Monday, April 22, 2019

PAMELA CHURCHILL HAYWARD REUNITES WITH HER LONG AGO LOVE AVERILL HARRIMAN

While debutant Pamela Digby was unhappily married to her first husband, Winston Churchill's son Randolph Churchill, and Randolph was away at the war, she had an affair with William Averell Harriman, called Ave.  He was unhappily married too and old enough to be her father.  He was the first man to have kept her. Though he soon returned to the United States and his marriage, he was a very wealthy man and another man, Lord Beaverbrook, acted as a negotiator and a go between to fund Pamela's apartment in London and expenses. These payments went on for three decades, though he may not have always been paying attention to his finances.
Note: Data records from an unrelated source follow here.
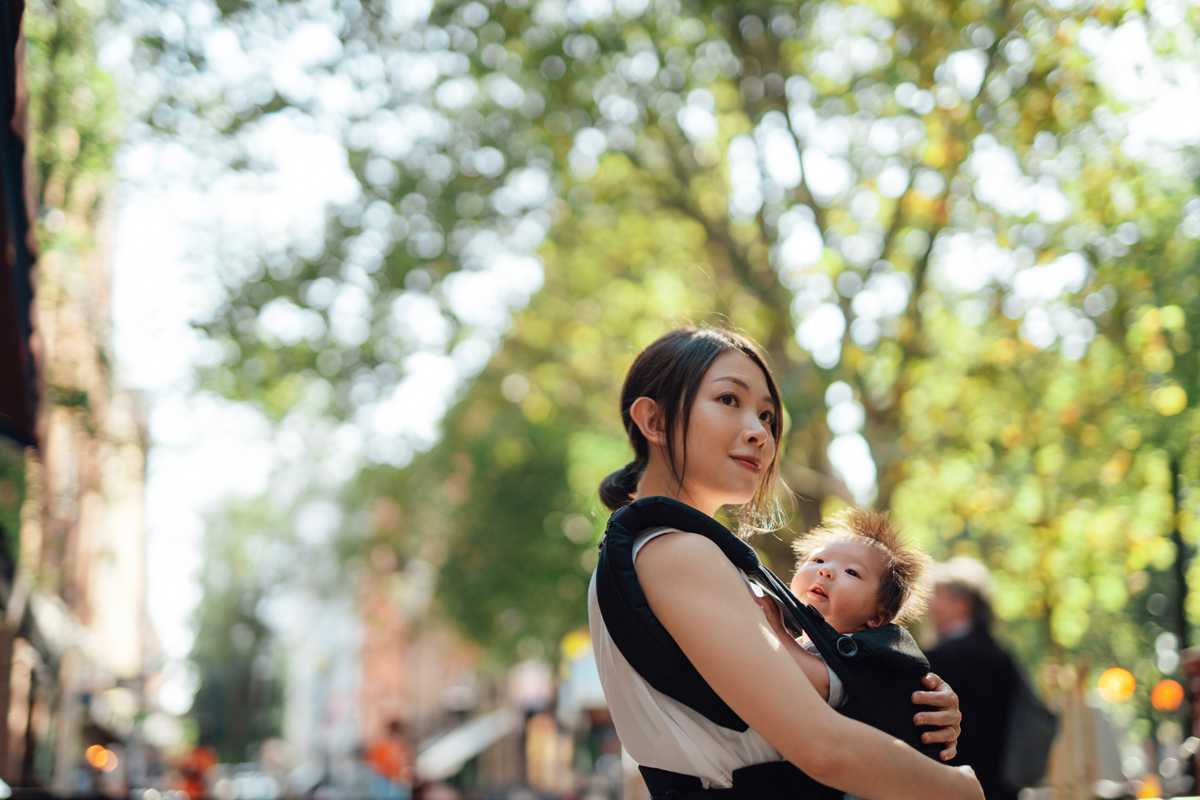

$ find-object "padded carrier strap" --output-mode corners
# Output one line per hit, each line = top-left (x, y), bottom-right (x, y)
(596, 497), (941, 796)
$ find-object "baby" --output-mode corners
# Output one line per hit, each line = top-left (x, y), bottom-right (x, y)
(758, 509), (931, 708)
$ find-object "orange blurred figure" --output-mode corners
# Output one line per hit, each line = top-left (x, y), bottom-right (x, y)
(178, 745), (221, 800)
(366, 720), (413, 788)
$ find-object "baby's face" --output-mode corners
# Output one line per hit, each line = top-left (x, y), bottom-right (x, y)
(792, 539), (887, 633)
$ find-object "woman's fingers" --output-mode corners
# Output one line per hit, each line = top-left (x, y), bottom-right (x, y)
(912, 673), (962, 762)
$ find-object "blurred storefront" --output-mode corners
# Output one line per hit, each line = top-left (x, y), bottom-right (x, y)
(0, 2), (158, 795)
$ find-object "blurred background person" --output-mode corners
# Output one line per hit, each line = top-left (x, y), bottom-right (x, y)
(366, 720), (413, 800)
(926, 558), (1020, 800)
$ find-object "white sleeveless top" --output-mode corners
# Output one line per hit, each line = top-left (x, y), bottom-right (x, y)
(588, 528), (784, 789)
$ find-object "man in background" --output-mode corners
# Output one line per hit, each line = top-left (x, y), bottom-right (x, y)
(926, 558), (1020, 800)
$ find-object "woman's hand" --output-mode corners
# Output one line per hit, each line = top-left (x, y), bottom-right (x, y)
(912, 673), (973, 762)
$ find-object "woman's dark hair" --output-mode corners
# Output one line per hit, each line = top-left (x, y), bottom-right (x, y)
(600, 327), (784, 534)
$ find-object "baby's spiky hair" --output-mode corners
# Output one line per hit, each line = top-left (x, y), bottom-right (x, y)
(792, 509), (934, 625)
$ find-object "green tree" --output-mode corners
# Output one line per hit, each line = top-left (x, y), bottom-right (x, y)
(124, 0), (1200, 681)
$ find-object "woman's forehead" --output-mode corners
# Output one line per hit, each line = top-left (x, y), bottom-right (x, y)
(704, 350), (770, 398)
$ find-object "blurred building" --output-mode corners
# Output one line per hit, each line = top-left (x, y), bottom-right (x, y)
(0, 1), (158, 793)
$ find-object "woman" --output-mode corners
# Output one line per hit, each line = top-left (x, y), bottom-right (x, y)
(588, 329), (982, 800)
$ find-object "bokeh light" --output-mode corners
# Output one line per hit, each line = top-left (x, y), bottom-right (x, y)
(1096, 667), (1138, 703)
(1150, 678), (1183, 711)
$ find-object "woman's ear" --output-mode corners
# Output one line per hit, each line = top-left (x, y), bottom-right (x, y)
(629, 397), (667, 446)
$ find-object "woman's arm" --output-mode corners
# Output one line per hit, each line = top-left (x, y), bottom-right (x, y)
(636, 534), (983, 800)
(754, 596), (829, 702)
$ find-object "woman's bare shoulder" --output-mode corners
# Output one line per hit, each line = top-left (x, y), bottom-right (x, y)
(634, 531), (750, 606)
(635, 530), (730, 575)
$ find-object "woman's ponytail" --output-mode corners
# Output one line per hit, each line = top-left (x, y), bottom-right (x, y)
(600, 459), (646, 511)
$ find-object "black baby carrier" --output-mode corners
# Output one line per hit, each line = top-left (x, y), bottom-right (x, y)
(595, 497), (942, 800)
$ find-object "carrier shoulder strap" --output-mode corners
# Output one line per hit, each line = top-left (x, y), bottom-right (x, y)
(596, 497), (929, 744)
(596, 497), (758, 732)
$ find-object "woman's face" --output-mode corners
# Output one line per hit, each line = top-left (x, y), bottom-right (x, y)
(676, 350), (776, 511)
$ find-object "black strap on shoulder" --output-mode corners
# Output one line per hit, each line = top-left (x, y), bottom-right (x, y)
(596, 497), (758, 732)
(596, 497), (935, 754)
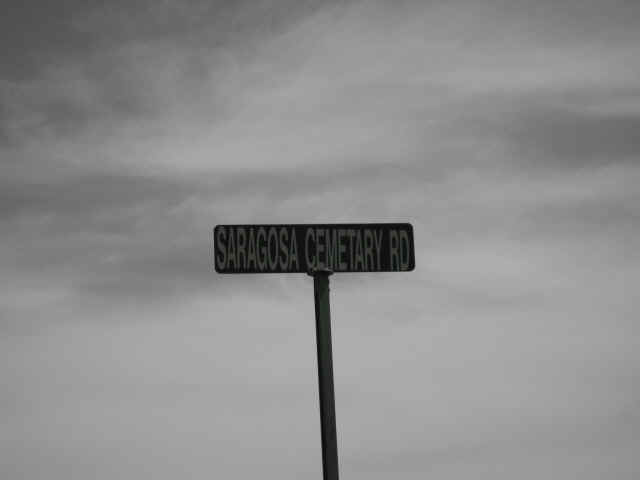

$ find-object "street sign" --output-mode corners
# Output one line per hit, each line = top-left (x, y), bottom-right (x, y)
(213, 223), (415, 273)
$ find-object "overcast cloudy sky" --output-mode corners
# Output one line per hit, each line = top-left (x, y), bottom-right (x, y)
(0, 0), (640, 480)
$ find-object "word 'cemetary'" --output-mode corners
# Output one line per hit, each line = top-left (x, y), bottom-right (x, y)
(213, 223), (415, 273)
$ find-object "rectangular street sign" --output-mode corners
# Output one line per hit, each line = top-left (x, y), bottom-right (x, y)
(213, 223), (415, 273)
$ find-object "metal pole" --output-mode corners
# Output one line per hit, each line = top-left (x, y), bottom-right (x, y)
(310, 270), (338, 480)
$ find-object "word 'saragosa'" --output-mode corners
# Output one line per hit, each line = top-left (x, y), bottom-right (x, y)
(213, 223), (415, 273)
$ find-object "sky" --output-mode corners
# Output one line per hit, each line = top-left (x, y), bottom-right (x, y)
(0, 0), (640, 480)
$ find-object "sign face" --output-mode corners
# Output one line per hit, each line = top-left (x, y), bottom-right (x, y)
(213, 223), (415, 273)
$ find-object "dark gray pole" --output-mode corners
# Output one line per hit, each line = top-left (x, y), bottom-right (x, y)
(310, 270), (338, 480)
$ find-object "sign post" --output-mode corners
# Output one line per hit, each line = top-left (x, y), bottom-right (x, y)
(309, 269), (338, 480)
(212, 223), (415, 480)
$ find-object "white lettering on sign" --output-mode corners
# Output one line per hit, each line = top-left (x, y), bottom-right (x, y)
(214, 224), (414, 273)
(215, 226), (298, 271)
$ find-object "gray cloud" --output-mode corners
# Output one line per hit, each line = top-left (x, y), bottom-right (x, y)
(0, 0), (640, 479)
When Pamela Churchill Harriman, newly widowed, arrived back in the United States after a trip to Europe to visit her son, Winston, a visit to France, and a cruise, she was invited to a dinner in Washington D.C.  She spotted Ave, now 79 and a widow.

No one could make his life easy again - except Pamela. They quickly reignited old passions.  They were married eight weeks after their reunion.

She set out to redecorate and claim her own turf.  She expanded their staff.  They had a private jet.  Now became truly wealthy in her own right for the first time.

They married when she was 51. He died when she was 66.

Pamela Digby Churchill Hayward Harriman, the woman who was called the Courtesan of the 20th Century, who started out as a dumpy debutante with no real money compared to her peers, had set herself apart.

She went on to become a Democratic Party fund raiser.


The girl who was know to say little, to speak only when spoken to, or only to uphold her man, started giving political advice.

The woman who lived more than half a century before she felt she had enough money controlled grants given by the W. Averell and Pamela C. Harriman Foundation and the Mary W. Harriman Foundation.  She gave out large sums of money every year to effect public policy.


The girl who lacked a good education but for a "finishing school," proved to have been someone who learned well from everyone she was involved with.

Influential in President William Jefferson Clinton becoming elected to the nation's highest office, she was rewarded when he named her United States Ambassador to France.